People of religious faith who give out of material excess, or, as Jesus says, “out of their abundance,” often hold back because they fear losing material advantage. Theologically—for people like the Pharisees in Luke’s gospel, and for many much closer to home in our own day and time—to have less than more-than-enough means that God has judged or even forsaken them. When we structure our spiritual world that way, we reject any kind of lack or loss; and we can’t abide Jesus’ talk of the last being first, of experiencing blessedness in poverty, and of gaining one’s life by losing it.

         If I, as a member and a leader in a community, make my love of God contingent on personal ease and contentment, I will almost inevitably ignore God’s fundamental call to care for people like the widow who—giving from the fullness of her faith rather than the emptiness of her pocketbook—dropped her last two coins in the temple treasury knowing that the temple and its leaders will fail to be faithful stewards with her gift.

         Another compelling thing about this brief story is that the widow’s gift to the temple anticipates Jesus’ gift to us. Let’s face it: You, I, and the Church itself can all be as selfish, power-hungry, and hurtful to one another as the Pharisees and the temple were 21 centuries ago. And yet it was for them and for us—broken and beloved creatures all—that Jesus drops the two cents of his life into the great treasury of time. Knowing full well that even those closest to him will abandon him, Jesus does not withhold the fullness of his life.

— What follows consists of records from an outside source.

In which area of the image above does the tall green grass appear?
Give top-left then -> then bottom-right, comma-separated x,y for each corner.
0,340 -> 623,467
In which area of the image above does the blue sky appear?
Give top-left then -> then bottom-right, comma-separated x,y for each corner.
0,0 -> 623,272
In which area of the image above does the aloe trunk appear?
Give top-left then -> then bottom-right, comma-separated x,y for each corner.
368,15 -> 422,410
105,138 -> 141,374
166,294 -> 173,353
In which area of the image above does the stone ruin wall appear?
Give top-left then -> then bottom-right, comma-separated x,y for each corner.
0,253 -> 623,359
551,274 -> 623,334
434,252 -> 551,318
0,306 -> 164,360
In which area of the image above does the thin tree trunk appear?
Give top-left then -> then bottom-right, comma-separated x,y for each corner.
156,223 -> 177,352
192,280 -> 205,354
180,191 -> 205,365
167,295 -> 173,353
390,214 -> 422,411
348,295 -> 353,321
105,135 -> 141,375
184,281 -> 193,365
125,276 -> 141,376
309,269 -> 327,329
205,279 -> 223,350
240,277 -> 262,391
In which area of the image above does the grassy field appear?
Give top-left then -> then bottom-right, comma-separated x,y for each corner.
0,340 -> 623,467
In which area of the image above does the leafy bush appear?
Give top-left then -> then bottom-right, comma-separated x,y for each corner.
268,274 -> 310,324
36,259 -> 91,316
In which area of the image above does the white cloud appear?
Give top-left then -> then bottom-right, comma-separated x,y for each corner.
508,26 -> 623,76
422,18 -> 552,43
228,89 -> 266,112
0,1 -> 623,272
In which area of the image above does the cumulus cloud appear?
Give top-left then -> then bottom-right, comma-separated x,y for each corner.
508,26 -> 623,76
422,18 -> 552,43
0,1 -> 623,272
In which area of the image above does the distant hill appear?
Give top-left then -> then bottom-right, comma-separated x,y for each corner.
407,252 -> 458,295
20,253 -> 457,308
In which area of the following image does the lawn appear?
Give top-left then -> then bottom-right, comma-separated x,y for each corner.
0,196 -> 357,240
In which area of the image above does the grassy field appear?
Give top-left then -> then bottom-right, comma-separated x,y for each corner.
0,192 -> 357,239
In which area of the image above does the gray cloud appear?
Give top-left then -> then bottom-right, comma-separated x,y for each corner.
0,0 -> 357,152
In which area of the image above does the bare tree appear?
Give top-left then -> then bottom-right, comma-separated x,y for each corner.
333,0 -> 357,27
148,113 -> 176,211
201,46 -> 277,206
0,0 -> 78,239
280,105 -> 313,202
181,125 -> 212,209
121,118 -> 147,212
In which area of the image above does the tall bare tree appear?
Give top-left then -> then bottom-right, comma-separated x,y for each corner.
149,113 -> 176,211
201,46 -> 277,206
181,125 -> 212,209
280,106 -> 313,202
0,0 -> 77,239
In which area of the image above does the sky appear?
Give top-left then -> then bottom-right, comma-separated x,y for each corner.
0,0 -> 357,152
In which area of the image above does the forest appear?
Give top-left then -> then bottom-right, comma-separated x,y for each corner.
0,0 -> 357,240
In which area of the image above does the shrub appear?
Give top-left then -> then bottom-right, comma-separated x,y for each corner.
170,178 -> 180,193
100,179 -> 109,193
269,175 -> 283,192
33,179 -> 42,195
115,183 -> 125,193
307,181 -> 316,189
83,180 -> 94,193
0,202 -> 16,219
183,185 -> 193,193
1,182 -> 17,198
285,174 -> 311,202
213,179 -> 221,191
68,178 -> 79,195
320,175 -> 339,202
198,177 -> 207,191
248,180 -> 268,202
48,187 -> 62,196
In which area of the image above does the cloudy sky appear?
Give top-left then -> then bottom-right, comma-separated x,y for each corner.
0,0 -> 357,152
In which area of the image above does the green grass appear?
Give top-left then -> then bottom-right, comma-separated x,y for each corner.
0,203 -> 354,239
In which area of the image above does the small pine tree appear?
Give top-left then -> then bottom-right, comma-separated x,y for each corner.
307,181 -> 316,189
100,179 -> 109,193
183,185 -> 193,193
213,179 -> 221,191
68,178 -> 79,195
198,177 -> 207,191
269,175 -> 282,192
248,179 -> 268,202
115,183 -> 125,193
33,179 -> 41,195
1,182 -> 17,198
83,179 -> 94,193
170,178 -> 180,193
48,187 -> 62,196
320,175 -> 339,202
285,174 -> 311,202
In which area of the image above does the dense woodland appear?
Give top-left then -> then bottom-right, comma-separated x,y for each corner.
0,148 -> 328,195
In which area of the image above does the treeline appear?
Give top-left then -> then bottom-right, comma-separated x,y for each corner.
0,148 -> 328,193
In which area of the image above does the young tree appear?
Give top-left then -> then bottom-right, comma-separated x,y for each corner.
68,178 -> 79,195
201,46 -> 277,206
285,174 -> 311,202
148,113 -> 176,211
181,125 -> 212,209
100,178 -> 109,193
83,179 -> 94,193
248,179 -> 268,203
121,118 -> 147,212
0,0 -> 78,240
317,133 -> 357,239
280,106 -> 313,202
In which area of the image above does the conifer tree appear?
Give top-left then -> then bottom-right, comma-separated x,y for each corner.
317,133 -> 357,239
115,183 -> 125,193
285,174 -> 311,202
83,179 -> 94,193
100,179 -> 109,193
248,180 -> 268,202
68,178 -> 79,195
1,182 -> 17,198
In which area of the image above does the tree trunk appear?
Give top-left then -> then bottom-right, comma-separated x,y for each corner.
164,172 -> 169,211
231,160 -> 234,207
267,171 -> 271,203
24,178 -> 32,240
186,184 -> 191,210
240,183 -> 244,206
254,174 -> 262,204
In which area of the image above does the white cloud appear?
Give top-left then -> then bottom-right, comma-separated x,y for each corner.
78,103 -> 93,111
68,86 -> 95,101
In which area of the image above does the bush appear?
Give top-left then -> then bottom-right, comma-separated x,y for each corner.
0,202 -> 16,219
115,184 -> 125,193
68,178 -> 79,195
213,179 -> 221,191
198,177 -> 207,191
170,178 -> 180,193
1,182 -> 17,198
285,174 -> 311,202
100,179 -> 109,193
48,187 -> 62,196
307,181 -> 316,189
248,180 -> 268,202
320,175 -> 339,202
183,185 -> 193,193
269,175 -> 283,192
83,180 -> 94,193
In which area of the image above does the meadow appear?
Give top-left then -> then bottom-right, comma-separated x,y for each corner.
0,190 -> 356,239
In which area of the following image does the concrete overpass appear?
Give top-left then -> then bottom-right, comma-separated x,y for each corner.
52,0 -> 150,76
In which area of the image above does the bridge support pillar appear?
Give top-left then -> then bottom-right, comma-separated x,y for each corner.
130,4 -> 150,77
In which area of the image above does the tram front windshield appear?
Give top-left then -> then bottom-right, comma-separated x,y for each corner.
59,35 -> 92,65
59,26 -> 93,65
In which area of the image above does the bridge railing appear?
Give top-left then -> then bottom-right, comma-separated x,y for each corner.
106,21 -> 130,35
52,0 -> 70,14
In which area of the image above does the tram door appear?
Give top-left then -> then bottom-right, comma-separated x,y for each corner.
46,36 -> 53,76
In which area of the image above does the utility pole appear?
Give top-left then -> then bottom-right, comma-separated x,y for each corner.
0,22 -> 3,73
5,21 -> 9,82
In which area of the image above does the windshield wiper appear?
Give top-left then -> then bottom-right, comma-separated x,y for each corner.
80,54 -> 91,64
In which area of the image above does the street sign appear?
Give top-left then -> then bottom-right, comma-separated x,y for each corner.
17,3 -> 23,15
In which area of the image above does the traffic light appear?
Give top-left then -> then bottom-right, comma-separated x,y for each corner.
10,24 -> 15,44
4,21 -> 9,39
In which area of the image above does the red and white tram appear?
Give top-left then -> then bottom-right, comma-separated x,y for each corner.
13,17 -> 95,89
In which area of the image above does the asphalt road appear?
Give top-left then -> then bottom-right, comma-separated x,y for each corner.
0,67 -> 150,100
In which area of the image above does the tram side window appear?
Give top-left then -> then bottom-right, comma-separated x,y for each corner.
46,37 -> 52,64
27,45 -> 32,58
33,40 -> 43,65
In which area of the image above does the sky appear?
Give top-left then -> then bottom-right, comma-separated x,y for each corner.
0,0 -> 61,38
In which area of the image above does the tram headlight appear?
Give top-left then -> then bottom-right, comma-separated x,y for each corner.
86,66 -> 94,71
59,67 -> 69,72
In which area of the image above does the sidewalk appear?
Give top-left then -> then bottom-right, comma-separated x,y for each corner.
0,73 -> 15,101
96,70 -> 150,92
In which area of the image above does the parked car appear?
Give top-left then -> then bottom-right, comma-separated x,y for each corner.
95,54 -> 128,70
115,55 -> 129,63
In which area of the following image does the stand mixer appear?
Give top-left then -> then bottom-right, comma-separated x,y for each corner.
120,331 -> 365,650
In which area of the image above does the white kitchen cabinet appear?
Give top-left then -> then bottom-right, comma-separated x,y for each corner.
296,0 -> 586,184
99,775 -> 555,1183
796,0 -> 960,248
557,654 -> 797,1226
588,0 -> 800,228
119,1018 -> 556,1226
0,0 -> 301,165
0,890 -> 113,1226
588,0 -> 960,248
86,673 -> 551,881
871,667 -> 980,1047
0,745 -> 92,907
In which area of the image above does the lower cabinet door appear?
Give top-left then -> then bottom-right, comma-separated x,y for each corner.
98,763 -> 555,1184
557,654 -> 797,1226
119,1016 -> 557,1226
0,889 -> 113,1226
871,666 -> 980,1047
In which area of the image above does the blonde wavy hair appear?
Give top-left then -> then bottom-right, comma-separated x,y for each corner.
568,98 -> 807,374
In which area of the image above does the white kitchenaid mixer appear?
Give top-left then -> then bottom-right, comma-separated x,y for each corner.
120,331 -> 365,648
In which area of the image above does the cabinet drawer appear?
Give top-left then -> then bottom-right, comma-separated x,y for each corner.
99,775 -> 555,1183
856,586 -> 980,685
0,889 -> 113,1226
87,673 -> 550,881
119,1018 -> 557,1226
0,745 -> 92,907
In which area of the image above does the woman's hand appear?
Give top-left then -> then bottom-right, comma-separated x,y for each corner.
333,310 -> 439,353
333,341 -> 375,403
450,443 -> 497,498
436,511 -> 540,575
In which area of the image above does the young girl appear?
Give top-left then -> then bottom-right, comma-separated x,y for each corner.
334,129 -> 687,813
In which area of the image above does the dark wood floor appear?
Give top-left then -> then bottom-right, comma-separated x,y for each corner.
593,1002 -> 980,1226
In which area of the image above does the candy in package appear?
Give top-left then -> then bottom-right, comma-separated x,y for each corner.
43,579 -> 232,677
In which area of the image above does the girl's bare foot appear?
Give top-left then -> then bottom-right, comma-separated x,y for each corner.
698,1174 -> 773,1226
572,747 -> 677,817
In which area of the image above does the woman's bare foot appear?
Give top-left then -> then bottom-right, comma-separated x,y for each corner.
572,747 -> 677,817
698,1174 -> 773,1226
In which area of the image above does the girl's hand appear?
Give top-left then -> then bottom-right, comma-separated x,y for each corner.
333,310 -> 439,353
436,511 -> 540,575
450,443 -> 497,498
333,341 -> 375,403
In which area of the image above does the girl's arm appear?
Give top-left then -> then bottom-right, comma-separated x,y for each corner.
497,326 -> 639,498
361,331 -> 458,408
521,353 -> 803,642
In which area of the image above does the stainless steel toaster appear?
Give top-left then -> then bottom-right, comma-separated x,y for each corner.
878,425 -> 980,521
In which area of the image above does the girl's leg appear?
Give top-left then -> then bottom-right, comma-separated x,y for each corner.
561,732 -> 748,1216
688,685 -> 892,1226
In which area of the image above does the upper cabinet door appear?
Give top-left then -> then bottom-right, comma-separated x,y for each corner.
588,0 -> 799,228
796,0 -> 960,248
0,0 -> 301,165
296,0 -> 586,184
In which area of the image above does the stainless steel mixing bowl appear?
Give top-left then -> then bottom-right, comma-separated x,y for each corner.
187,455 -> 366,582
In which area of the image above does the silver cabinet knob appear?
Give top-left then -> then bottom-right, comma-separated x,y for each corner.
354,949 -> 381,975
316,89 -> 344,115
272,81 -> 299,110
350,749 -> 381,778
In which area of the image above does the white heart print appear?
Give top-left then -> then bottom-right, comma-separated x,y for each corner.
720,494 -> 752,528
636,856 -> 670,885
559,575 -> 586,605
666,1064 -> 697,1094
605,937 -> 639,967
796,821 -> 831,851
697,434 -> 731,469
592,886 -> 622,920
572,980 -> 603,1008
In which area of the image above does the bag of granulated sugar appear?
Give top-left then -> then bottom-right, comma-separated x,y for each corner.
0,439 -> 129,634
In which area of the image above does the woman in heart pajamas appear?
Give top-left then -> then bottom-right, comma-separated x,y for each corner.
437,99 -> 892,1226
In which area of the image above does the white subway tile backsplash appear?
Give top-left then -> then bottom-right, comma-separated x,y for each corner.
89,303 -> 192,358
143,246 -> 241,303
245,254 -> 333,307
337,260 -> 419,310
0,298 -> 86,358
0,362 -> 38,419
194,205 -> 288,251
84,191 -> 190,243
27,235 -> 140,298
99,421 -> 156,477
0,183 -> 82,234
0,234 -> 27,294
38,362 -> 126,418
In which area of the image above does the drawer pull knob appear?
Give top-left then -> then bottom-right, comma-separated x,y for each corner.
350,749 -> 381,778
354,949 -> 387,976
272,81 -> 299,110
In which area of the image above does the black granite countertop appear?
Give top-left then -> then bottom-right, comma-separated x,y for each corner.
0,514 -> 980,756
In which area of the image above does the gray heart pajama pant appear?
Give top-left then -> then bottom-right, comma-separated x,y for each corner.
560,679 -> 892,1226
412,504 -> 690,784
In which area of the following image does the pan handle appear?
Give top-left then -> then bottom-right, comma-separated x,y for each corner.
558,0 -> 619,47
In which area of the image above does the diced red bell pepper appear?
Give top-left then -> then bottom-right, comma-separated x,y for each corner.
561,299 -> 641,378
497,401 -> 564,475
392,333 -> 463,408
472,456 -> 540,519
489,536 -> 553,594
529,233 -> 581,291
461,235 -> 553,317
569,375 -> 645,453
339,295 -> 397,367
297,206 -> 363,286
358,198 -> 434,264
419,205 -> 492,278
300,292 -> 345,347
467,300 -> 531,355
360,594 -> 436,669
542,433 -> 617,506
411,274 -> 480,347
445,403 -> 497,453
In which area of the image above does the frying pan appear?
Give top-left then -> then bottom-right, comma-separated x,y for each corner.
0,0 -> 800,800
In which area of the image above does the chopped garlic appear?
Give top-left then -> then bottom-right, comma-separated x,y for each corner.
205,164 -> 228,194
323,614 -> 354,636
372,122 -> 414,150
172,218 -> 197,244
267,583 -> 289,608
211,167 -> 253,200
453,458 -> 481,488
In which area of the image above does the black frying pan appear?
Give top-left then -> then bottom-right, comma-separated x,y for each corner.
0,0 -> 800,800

In an unforgettable act of prophetic stewardship, he empties himself in praise of God and in love for us, for all that, in God’s eyes, we are and can become.

Together, Jesus and the widow invite us into that same prophetic adventure. And this is more than a Consecration Sunday event; it’s a way of life, a continual emptying of our limited, imperfect selves into God’s loaves-and-fishes grace.

         As we think about what we will pledge, or have already pledged to God, some of us may think about all that we consider right or wrong with Jonesborough Presbyterian Church. I hope, though, that we all hear God’s call to live prophetic lives, lives that proclaim the holy “nevertheless” of faith. For while we’re not always faithful, God is. And what each of us dedicates today, we dedicate not simply to this church or to the people in it. We dedicate our gifts and ourselves to God so that we may be, together, a signforetaste, and instrument of God’s kingdom of justice, compassion, and grace.

Here and now, and in the days to come.

 

1I no longer remember where I read this interpretation of this text, but I do remember that the idea of the widow’s gift to a broken institution came from the Rev. Pete Peery when he was serving as president of Montreat Conference Center.